Ora, este, é o tipo de pensamento que põe fim ao pensamento. E, é o único pensamento a que é absolutamente necessário pôr fim.

Esse é o mal definitivo a que sempre se opôs a autoridade religiosa, um mal que sempre se manifesta no termo de  épocas decadentes como a nossa.

Pondo-se em causa a validade do pensamento põem-se em causa todas as suas conclusões.

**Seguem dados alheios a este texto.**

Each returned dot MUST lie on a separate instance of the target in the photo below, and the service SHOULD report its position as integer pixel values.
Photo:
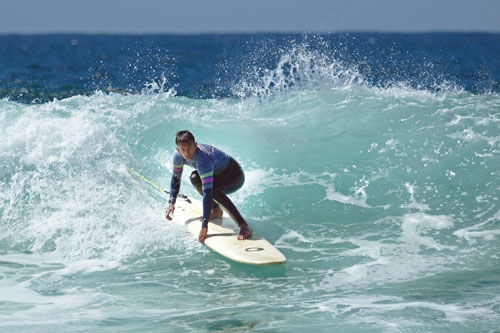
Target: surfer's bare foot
(245, 232)
(215, 214)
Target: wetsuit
(216, 175)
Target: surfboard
(222, 233)
(222, 236)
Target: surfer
(216, 175)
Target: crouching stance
(217, 174)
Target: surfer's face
(187, 150)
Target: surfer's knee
(196, 181)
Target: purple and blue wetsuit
(216, 175)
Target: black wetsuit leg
(228, 181)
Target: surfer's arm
(208, 197)
(175, 186)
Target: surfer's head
(186, 145)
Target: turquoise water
(385, 201)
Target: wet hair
(185, 137)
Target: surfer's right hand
(170, 210)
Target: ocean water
(372, 162)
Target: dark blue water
(40, 68)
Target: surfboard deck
(222, 236)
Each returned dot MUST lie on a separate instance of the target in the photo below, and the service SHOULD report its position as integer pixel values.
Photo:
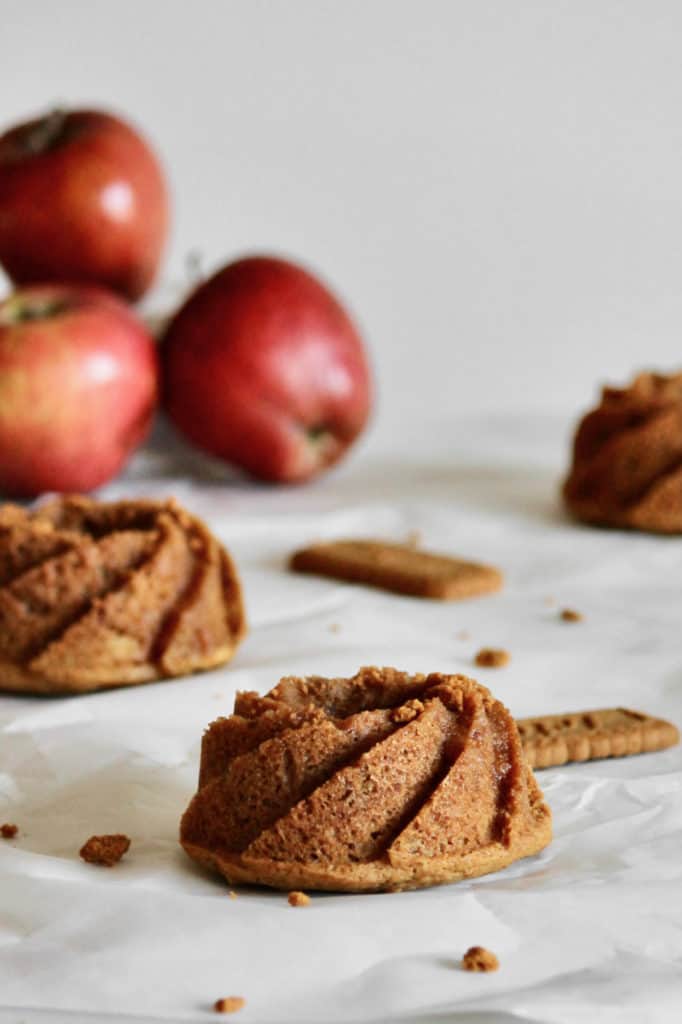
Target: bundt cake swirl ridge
(427, 784)
(96, 595)
(627, 459)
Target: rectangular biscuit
(607, 732)
(397, 567)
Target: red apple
(82, 199)
(78, 388)
(263, 368)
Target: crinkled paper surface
(589, 930)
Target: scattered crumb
(493, 657)
(477, 958)
(105, 850)
(298, 899)
(228, 1005)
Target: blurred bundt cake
(95, 594)
(382, 781)
(627, 465)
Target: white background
(494, 186)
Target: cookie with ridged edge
(383, 781)
(607, 732)
(107, 594)
(398, 567)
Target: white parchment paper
(589, 930)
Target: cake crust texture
(627, 459)
(382, 781)
(108, 594)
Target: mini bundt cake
(627, 466)
(383, 781)
(95, 595)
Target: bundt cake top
(99, 594)
(383, 780)
(627, 460)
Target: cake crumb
(478, 958)
(407, 712)
(105, 850)
(493, 657)
(228, 1005)
(298, 899)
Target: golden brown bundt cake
(382, 781)
(627, 468)
(95, 595)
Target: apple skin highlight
(263, 368)
(83, 199)
(79, 381)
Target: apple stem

 Ora bem, foi contra esta ruína, que a Igreja Católica como um sistema militar se ergueu. Os credos e as cruzadas, as hierarquias e as perseguições, não foram organizadas – como afirmam os ignorantes – para suprimir a razão; pelo contrário, foram organizadas em prol da difícil defesa da razão. Por um instinto cego, os homens sabiam que, quando a natureza das coisas começasse a ser irreflectidamente questionada, também a própria razão seria posta em causa.

  A autoridade que os sacerdotes tinham para absolver, a autoridade que os Papas tinham para definir a autoridade, a própria autoridade que os inquisidores tinham para disciplinar – tudo isso mais não era do que defesas erigidas em torno duma autoridade central, de uma autoridade mais indemonstrável, mais sobrenatural do que todas elas - a autoridade que os homens tinham para pensar.

 Sabemos hoje que era assim; na medida em que a religião foi desaparecendo foi desaparecendo, com ela, a razão. Porque ambas gozam do mesmo género autoridade básica; ambas são métodos demonstrativos que não são passiveis de ser demonstrados. E, no processo de destruir a Autoridade Divina, aquilo que fizemos foi destruir a autoridade humana por meio da qual podíamos afirmar com segurança que dois mais dois é sempre igual a quatro. 

 Com um longo e eficaz puxão tirámos a mitra da cabeça do Pontífice; acontece que foi a nossa cabeça que veio atrás."